Le prochain hiver sera long et froid.

Météo: un hiver plus froid que l’an dernier

L’hiver est pris, bien pris, et il est là pour rester. Et au printemps, prévoit Météomédia, ce sera difficile de s’en débarrasser, parce qu’il sera très froid.

Eh oui ! Comme le dit la chanson de Ferland, il faudra faire du feu dans la cheminée, mais l’hiver ne sera pas à l’envers. On a eu chaud l’été dernier, anormalement chaud, et on aura anormalement froid au cours des trois prochains mois. Il ne faudra même pas compter sur le redoux habituel de janvier. Oui, les températures vont grimper un peu, mais elles partiront de trop bas pour les qualifier de redoux. Le météorologue Guillaume Perron parle plutôt d’un répit qui nous ramènera près des valeurs saisonnières ; peut-être légèrement au-dessus, si on est chanceux.

Habituellement, explique M. Perron, la moyenne combinée jour et nuit pour les trois mois d’hiver, décembre, janvier et février, est de -13. La prévision ne va pas jusqu’à donner un chiffre précis, mais ce sera quelques degrés en dessous.

Le nouveau-né

Le météorologue attribue cette prévision à deux facteurs. Le premier, c’est la présence d’El Niño. Habituellement, « Le Nouveau-né » apporte sa masse d’eau chaude sur les côtes de l’Amérique du Sud, amenant une circulation d’air chaud et humide sur l’est de l’Amérique du Nord. Mais cette année, El Niño va se manifester au centre du Pacifique.
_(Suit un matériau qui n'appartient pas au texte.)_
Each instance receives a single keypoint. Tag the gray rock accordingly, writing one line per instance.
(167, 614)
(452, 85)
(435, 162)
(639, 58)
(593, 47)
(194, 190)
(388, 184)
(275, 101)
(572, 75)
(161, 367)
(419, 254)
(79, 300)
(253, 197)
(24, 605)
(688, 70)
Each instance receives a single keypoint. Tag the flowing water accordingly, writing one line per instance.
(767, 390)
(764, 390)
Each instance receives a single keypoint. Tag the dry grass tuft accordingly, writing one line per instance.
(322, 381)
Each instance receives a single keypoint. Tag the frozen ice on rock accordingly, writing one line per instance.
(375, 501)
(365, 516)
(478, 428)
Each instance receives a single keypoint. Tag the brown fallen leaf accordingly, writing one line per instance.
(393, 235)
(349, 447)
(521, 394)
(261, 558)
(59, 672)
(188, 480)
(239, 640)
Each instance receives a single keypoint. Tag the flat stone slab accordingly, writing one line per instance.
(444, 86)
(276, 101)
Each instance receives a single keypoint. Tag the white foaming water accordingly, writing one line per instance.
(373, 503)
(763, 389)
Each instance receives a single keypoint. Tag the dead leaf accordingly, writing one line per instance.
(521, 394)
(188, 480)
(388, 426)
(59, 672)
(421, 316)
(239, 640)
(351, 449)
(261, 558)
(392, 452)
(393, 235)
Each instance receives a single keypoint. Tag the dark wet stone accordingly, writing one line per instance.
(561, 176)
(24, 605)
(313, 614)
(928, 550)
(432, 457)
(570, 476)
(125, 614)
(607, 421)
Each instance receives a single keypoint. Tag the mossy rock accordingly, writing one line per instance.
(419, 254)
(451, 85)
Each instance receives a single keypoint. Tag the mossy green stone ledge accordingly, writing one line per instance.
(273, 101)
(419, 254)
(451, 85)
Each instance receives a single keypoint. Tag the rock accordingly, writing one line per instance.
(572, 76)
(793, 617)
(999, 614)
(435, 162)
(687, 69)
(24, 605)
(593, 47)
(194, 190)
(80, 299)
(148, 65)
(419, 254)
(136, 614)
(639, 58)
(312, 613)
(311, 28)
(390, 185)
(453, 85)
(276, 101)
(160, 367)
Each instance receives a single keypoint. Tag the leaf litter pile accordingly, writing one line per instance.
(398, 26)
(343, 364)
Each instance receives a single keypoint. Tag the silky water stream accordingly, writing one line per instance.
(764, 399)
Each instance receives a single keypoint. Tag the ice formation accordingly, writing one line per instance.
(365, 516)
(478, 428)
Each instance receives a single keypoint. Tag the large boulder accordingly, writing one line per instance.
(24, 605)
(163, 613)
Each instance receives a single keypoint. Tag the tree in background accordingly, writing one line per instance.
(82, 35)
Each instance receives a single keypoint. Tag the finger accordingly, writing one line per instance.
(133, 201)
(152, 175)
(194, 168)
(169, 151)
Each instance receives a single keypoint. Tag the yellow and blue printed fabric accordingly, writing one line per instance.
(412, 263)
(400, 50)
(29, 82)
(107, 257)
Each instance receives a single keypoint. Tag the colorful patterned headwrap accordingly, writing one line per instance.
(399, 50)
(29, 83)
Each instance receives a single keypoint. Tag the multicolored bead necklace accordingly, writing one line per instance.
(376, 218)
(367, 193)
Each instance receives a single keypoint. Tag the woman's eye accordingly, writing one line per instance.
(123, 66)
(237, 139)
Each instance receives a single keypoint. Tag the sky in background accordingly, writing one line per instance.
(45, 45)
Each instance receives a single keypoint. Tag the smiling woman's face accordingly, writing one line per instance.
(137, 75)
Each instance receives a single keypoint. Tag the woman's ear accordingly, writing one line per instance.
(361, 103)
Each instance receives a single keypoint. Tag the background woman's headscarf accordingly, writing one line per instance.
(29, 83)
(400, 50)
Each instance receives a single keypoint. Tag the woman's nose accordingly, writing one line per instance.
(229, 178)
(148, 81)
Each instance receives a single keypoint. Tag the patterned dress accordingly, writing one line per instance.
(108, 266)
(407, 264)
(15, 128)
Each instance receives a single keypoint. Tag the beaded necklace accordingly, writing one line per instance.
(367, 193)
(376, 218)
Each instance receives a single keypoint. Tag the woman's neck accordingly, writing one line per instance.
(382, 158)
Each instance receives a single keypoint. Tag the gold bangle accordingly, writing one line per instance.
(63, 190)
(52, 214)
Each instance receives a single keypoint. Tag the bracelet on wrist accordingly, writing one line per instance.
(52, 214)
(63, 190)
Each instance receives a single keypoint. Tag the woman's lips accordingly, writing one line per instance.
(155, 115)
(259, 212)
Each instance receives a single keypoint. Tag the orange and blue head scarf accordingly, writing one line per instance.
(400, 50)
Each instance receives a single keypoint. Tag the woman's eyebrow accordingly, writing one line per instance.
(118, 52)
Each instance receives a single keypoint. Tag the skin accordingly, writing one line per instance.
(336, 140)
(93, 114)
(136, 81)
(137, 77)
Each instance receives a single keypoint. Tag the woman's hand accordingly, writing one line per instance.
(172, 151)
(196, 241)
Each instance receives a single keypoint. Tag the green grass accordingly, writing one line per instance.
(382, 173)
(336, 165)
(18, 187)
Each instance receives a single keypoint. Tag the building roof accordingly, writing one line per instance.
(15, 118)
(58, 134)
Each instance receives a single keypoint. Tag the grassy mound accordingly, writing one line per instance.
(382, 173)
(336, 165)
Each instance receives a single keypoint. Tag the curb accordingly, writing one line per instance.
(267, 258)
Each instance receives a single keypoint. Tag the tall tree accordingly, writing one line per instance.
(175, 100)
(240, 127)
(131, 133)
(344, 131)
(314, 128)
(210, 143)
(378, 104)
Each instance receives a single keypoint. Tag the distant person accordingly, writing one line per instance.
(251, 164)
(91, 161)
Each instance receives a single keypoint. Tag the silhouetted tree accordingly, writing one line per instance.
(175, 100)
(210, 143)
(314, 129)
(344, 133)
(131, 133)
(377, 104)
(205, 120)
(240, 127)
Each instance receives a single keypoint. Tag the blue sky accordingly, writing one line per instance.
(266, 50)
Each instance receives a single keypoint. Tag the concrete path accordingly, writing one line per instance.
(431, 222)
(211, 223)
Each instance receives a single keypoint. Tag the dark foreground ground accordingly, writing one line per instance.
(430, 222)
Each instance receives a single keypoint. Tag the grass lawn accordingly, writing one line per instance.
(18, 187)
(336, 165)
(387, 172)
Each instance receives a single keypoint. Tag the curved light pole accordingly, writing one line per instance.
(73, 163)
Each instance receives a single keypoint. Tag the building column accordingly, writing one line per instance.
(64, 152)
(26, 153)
Donc, son effet se fera sentir plus à l’ouest et ce sont donc les Prairies et la Colombie-Britannique qui auront droit à de l’air plus doux, laissant le froid pour l’Est.

Deuxièmement, vous vous souvenez du vortex polaire qui nous avait gâché deux étés en 2016 et 2017 ? Il sera de retour dans nos latitudes cet hiver, nous emprisonnant sous un dôme d’air froid qui empêchera les dépressions venues du sud de nous apporter un peu de chaleur.

Le vortex polaire se trouve habituellement au nord du Canada, laissant l’air chaud monter jusqu’à nous. Mais quand il fait chaud aux pôles, il s’affaiblit et vient nous hanter plus au sud. Or, on prévoit de l’air chaud en Alaska cet hiver, ouvrant la porte au vortex polaire chez nous.

Précipitations normales

Cet air plus froid sera plus sec. Donc, on ne devrait pas avoir de précipitations au-dessus de la normale cet hiver, soit autour de 320 centimètres. Mais il n’y en aura pas moins non plus, car les météorologues prévoient beaucoup d’activités dans les Maritimes, ce qui pourrait déborder chez nous. Quant aux tempêtes, on en a cinq en moyenne par hiver au Saguenay-Lac-Saint-Jean. Ça devrait être le cas encore cette année.

L’an passé, le début de mars avait été doux et le froid était revenu en force jusqu’à la mi-avril. Cette fois, on aura de la difficulté à se défaire du froid, et le mois du dieu de la guerre sera frisquet. Après, on verra.

Faut-il y voir un effet des changements climatiques ? Guillaume Perron répond que ceux-ci amènent des conditions extrêmes. On peut donc s’attendre à des étés plus chauds et des hivers plus froids.